Weekdays of commune and commerce, of school and college, create a metropolitan vibe that aspires to the status of a world-class city. Indirectly, subtly, Nxumalo's images speak of these currents infusing the everyday. The interminable sadness of night-time Emdeni in Soweto, the darkness enveloping the low-lying roofs that don't quite hide the remnants of past social separation and exploitation. Homes, tiny spaces fraught with tension and the asphyxiating knots of religious belief. Hymns sung to the rhythm of nearby mine shafts dug deep into the High Veld. The church organ whines as the congregation files out, and a few hours later, they queue into buses headed for distant domestic jobs in affluent suburbs.
Immediate family, friends, and colleagues are all enmeshed in this subtle depiction of deprivation and unrelieved hope, tinged with the recent realignment of the political dispensation. The visibility of certain aspects of this is striking. Hairstyles are proudly worn: weaves, Afros, and the nakedness of razored scalps. Tattoos. Piercings. Clothes that signify and openly declare their brands. Sound systems blast tunes from all corners of the globe, an eclectic mix so vibrant that bodies sway in delirious shudders.
"Enjoy, sisters and brothers," is the insistent beat. Rather than a stopover, there are sleepovers. The clubs, the parties, the raves oscillate between the CBD of downtown Johannesburg and the neighborhoods of Newtown-once an infamous site of impoverished and exploited labor-and Melville, and Soweto. Increasingly, young people from different locales and differing economic situations co-mingle and party frenetically. Nxumalo is right there, poignantly capturing this ecstasy, this will to live and have an attitude, to be someone out there, searching, longing, becoming.

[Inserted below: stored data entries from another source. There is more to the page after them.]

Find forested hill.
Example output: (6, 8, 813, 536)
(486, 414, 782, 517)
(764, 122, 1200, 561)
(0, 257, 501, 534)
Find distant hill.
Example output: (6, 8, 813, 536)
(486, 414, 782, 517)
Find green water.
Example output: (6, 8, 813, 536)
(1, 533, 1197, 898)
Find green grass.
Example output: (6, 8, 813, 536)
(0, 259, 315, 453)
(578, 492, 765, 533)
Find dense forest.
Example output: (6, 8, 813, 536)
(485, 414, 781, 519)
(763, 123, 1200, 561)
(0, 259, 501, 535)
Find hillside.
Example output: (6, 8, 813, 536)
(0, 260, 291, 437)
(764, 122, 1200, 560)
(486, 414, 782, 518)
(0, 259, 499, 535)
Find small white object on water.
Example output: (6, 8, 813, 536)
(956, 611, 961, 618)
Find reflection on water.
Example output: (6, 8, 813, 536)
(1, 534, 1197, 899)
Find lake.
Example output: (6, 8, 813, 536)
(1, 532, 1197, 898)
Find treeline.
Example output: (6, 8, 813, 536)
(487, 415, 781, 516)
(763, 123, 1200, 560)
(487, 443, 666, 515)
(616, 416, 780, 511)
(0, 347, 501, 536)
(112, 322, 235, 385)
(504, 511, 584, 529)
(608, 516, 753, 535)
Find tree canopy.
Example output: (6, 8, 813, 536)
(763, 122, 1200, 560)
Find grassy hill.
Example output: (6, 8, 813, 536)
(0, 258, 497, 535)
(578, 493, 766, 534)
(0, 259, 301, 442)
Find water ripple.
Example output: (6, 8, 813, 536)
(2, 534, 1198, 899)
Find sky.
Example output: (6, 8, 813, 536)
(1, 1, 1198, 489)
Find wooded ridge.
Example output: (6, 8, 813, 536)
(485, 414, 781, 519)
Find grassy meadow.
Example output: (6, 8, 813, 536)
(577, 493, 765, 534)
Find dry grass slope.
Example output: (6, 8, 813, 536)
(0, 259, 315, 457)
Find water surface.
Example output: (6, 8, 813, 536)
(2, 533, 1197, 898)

The camera a-tool of self-determination, of uncovering fleeting moments of time passing-particularly the fraught time between being young and what many term ' full adulthood.' This latter implies working for a living, and it also implies the gradual, almost imperceptible aging: the fine wrinkle lines, the sagging knees, and the sharp knife-like pain in the small of the back.

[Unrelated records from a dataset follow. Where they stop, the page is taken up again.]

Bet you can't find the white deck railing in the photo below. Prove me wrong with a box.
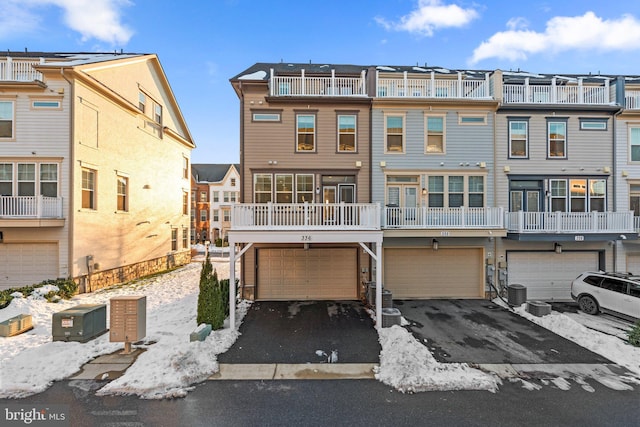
[625,90,640,110]
[269,69,367,97]
[506,211,634,233]
[0,196,63,218]
[376,71,490,99]
[503,78,611,105]
[0,58,43,81]
[383,206,504,229]
[231,202,380,230]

Nxumalo is not simply documenting family; he captures the body language of his mother, sister, niece, and other relatives. He is a participant, part of the constantly evolving drama and melodrama. This is also true in his images of In/Glorious. The title is paradigmatic, almost a-religious in its thrust away from glory, away from the possibility of redemption.

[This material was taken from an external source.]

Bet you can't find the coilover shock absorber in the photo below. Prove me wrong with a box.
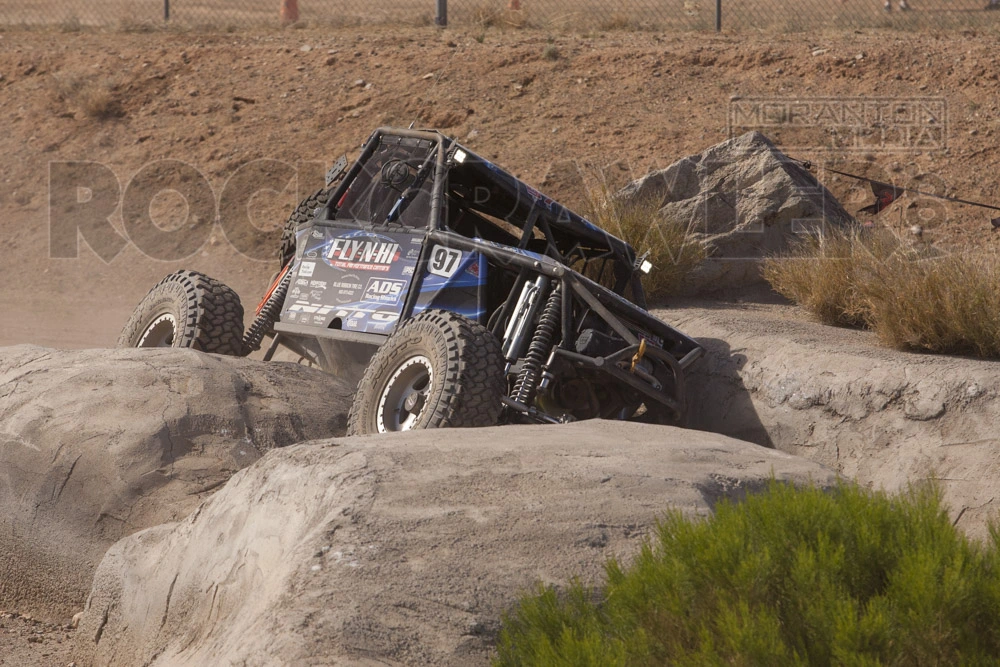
[242,267,292,355]
[510,284,562,406]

Torn Bible pages are so closely photographed that we somehow understand the underlying devotion, the foundational rock, the rock of ages upon which so many families built their endurance and fortitude. Their belief carried them through the desperate years in the wilderness.
But what of the Promised Land and of the young now coming of age? As often seen flashing by on West African highways, the proverbial saying, "the young shall grow," is transcribed onto interstate buses and coaches, the logo of the transport company. The inevitability of time, its contiguous forward march. So it is that the young grow and seek their own paths in the miasma of already laid down woven life threads. Nxumalo's camera is close-up, intimate, intuitive. His flash is used in the night hours to illuminate dark moments of despair, as with his sister leaning distractedly on a pole near the family car, or to illuminate moments of street bash in Emdeni, Soweto.
These are visual documents of a transitional time, of a gradual movement away from the home base of certainty-despite all the inherent conflict and strain- into a new world of inglorious uncertainty. At the end of the night, the faint light of morning dawns.